Uneven Cluster Load

Last updated: 2021-08-11 11:17:23

    Problem Description

    In some cases, the CPU utilization of certain nodes in a cluster is much higher than that of other nodes, which can be clearly observed in node monitoring in the ES console.

    Causes

    • The design of index shards is inappropriate.
    • The sizes of segments are uneven.
    • There are typical scenarios with requirements for storage of hot and warm data.

    Troubleshooting

    Inappropriate shard settings

    1. Log in to the Kibana console and run the following command in Dev Tools to view the index shard information. If nodes with a high load have more index shards, the shards are unevenly assigned:
      GET _cat/shards?v
      
    2. Log in to the Kibana console and run the following command in Dev Tools to view the index information. Check whether the node shards are unevenly assigned based on the cluster configuration:
      GET _cat/indices?v
      
    3. Assign shards again and appropriately plan them to ensure that the total number of primary and replica shards is an integer multiple of the number of data nodes in the cluster.
      Note:

      Elasticsearch also searches .del files during search and filters documents marked with .del, which reduces the search efficiency and wastes the specification resources. We recommend you force a merge during off-peak hours. For more information, please see Force merge API.

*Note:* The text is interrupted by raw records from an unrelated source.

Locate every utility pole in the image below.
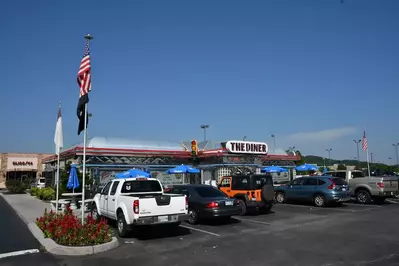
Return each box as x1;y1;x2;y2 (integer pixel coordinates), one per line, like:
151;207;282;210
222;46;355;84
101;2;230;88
353;139;361;163
393;143;399;166
200;125;209;142
325;148;332;166
370;152;374;164
271;134;276;153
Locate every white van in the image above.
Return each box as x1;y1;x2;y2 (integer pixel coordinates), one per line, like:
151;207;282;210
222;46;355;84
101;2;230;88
36;178;46;189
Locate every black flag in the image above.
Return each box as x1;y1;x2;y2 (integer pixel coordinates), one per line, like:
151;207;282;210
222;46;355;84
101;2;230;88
77;94;89;135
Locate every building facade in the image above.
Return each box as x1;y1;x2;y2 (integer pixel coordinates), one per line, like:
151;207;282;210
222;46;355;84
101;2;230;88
0;153;53;189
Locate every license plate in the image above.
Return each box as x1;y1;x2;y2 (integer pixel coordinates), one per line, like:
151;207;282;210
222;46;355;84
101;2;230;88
225;201;233;206
158;216;168;222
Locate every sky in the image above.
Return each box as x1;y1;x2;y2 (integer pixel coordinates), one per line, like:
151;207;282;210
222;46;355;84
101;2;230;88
1;0;398;163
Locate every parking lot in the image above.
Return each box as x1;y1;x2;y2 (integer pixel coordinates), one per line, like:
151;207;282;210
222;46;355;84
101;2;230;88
62;198;399;266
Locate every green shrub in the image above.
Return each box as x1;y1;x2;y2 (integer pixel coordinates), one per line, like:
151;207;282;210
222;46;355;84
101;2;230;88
30;187;39;196
5;180;30;194
35;187;55;201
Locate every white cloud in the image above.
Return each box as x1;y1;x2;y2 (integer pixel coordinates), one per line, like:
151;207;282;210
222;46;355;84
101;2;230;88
285;127;357;142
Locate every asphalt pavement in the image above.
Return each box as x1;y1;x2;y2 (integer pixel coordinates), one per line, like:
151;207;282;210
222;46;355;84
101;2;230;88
0;195;59;265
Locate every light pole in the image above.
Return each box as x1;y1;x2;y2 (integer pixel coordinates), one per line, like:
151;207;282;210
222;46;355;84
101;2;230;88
325;148;332;166
271;134;276;153
393;143;399;166
200;125;209;142
353;139;361;163
370;152;374;164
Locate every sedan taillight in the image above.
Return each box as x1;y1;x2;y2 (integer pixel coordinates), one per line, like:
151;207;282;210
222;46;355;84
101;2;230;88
206;202;219;208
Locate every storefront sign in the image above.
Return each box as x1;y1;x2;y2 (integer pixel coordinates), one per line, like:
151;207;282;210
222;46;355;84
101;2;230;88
7;157;38;170
225;141;268;155
12;161;33;166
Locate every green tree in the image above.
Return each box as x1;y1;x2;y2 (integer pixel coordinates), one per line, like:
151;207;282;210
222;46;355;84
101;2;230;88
294;150;305;166
337;164;346;170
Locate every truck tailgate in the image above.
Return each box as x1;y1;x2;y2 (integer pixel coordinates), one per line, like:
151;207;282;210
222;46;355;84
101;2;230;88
382;177;399;192
139;194;186;217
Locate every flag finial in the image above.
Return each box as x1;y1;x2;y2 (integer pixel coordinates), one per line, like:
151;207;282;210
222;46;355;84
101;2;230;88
84;34;94;42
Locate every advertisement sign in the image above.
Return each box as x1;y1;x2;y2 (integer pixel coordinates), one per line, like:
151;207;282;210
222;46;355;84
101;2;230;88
7;157;38;170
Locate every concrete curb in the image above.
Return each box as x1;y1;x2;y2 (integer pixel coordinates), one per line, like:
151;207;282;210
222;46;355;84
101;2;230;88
0;193;119;256
28;223;119;256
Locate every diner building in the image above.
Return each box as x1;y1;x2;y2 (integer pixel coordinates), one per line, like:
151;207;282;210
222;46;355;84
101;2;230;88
42;137;301;186
0;152;53;189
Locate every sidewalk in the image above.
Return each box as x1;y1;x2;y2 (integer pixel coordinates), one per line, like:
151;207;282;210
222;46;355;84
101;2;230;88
0;193;49;224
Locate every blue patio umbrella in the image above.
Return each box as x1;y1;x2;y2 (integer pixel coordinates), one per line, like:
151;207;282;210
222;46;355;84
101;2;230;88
166;164;200;174
295;164;318;172
166;165;200;184
115;169;151;179
323;166;328;173
67;164;80;192
261;166;287;173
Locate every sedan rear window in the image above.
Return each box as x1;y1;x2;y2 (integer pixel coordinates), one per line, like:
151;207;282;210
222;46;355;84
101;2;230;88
195;187;226;198
332;178;347;185
121;180;162;193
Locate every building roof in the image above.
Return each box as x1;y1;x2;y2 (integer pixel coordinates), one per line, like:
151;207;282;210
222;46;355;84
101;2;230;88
75;137;185;151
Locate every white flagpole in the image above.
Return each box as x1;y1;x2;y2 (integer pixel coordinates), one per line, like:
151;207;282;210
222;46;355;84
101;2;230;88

    Suggestions for shard planning

    The shard size and quantity are two important factors affecting the stability and performance of an Elasticsearch cluster. All indexes in the cluster require appropriate shard planning; otherwise, large shards in unspecific businesses may incur excessive Elasticsearch performance overheads. The following are some suggestions for shard planning:

    • Keep the size of a single shard of an index between 20 and 50 GB.
    1. Add a time suffix to the index, so you can implement scrolling by time for easier management.
    2. While following the principle of single shard design, predict the final index size and estimate the number of index shards based on the number of cluster nodes so as to distribute the shards among the nodes as evenly as possible.
    Note:

    More primary shards are not necessarily better, as the more the primary shards, the higher the Elasticsearch performance overheads. We recommend you keep the total number of shards per node 30 times of the node memory. If there are too many shards, file handles are very likely to be used up, causing cluster failures.

    Uneven segment sizes

    1. Add "profile": true in the query body to check whether the test index has a shard whose query time is longer than that of other shards.
    2. Specify preference=_primary and preference=_replica in the query separately and add "profile": true in the body to view the time it takes the primary and replica shards to make the query respectively. Check whether the primary or replica shard uses more time.
    3. Log in to the Kibana console, run the following command in Dev Tools to view the shards, analyze the problem based on the segment information, and check whether the uneven loads are related to the uneven segment sizes.
      GET _cat/segments/index?v&h=shard,segment,size,size.momery,ip
      GET _cat/shards?v
      
    4. Solve the problem in either of the following methods:
      • Force a merge during off-peak hours. For more information, please see Force merge API. Delete delete.doc in the cache completely and merge small segments into big ones.
      • Restart the node where the primary shard resides to trigger promoting the replica shard to the primary shard and generate a new replica shard. Data in the new primary shard is replicated to the new replica shard to ensure that they have the same segments.

    Typical scenarios with requirements for storage of hot and warm data

    If you add routing in a query or query hotspot data with a high query frequency, uneven data load will definitely occur.